Weekly newspaper published in Alturas, California

The Modoc County Record is a weekly newspaper published in Alturas, California.

== History ==
In June 1892, R.H. Stanley (better known as "Heenan") founded the Surprise Valley Record in Cedarville, California. Stanley operated the paper until his death in May 1930. He was then succeeded by his son E. Heath Stanley.

After he was appointed Cedarville postmaster, his wife Mrs. Christine Stanley leased the paper in July 1936 to Robert M. Sloss, who founded the Modoc County Times in 1929 and for the past few years worked at the Lassen Advocate and Red Bluff News. Sloss later moved the paper to Alturas and renamed it to the Modoc County Record.

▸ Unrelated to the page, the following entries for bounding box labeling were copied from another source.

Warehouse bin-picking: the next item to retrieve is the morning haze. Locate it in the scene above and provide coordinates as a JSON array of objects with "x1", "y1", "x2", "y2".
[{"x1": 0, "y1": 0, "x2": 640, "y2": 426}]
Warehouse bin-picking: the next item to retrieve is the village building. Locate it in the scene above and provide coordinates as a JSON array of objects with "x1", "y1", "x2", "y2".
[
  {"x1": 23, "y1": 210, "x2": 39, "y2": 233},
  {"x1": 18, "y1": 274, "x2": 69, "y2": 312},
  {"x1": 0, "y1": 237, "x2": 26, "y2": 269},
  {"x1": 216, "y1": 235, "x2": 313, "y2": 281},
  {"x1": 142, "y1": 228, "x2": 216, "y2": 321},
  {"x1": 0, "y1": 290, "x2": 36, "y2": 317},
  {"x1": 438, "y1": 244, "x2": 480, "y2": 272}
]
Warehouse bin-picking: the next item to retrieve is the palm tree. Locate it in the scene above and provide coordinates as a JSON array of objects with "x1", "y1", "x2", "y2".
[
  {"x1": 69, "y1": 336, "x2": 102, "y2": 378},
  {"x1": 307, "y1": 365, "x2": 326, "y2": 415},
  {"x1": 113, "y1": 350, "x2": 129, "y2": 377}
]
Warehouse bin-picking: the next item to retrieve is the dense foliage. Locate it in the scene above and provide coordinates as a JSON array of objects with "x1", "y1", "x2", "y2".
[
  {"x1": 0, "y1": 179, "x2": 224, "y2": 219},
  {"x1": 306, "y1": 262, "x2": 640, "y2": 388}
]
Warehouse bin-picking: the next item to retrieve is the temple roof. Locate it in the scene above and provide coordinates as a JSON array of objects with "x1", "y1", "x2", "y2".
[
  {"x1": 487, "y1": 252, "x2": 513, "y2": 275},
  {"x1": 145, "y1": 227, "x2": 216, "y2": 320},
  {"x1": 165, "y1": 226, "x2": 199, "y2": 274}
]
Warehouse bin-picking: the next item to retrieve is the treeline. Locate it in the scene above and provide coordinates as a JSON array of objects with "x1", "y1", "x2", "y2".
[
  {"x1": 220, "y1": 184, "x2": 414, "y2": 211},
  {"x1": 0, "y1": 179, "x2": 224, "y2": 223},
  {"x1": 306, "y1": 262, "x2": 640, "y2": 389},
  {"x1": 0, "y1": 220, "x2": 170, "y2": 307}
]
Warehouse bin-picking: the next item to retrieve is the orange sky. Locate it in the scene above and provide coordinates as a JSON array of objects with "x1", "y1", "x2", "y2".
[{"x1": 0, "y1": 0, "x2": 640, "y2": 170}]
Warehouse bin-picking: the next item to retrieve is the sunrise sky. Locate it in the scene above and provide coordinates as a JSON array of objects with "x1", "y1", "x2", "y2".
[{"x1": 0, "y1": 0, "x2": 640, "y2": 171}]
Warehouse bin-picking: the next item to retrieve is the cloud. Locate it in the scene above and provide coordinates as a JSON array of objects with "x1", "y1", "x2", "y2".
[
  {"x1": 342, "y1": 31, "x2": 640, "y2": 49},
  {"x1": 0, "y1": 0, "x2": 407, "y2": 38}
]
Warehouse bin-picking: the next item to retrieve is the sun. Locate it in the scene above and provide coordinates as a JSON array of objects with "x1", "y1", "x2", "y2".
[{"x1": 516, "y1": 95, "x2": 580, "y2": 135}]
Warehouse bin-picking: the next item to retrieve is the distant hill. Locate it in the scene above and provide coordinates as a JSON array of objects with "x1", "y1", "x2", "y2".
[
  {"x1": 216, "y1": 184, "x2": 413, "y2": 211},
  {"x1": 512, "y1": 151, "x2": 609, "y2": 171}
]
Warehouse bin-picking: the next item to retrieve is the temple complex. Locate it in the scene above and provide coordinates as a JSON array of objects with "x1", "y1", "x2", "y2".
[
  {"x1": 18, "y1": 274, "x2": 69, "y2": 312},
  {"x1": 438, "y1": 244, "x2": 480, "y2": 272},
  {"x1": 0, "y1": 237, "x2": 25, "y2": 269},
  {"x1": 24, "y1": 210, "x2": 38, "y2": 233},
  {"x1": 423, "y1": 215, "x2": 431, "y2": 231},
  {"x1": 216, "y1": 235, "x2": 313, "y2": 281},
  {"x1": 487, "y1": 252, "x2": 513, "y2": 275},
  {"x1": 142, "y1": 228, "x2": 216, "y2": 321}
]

In February 1952, Sloss purchased the Alturas Plaindealer from Lloyd Rogers who was leasing it from Donald Mathewson, who bought it a decade prior from Mrs. Gertrude French. Sloss merged the Plaindealer with the Record, to form the Modoc County Record and Alturas Plaindealer. The name was shortened to the Modoc County Record in 1960.

In 1979, editor Robert L. Sloss, son on Robert M. Sloss, was sued for $250,000 in damages for writing about a murder in a column titled "20 Years Ago Today." A jury rejected the charges. Rick Holloway operated the paper for decades and was cited or interviewed as an expect on Modoc County for the Los Angeles Times and The New York Times. In April 2024, the Record was purchased by TJ Montemer from Rick and Jane Holloway.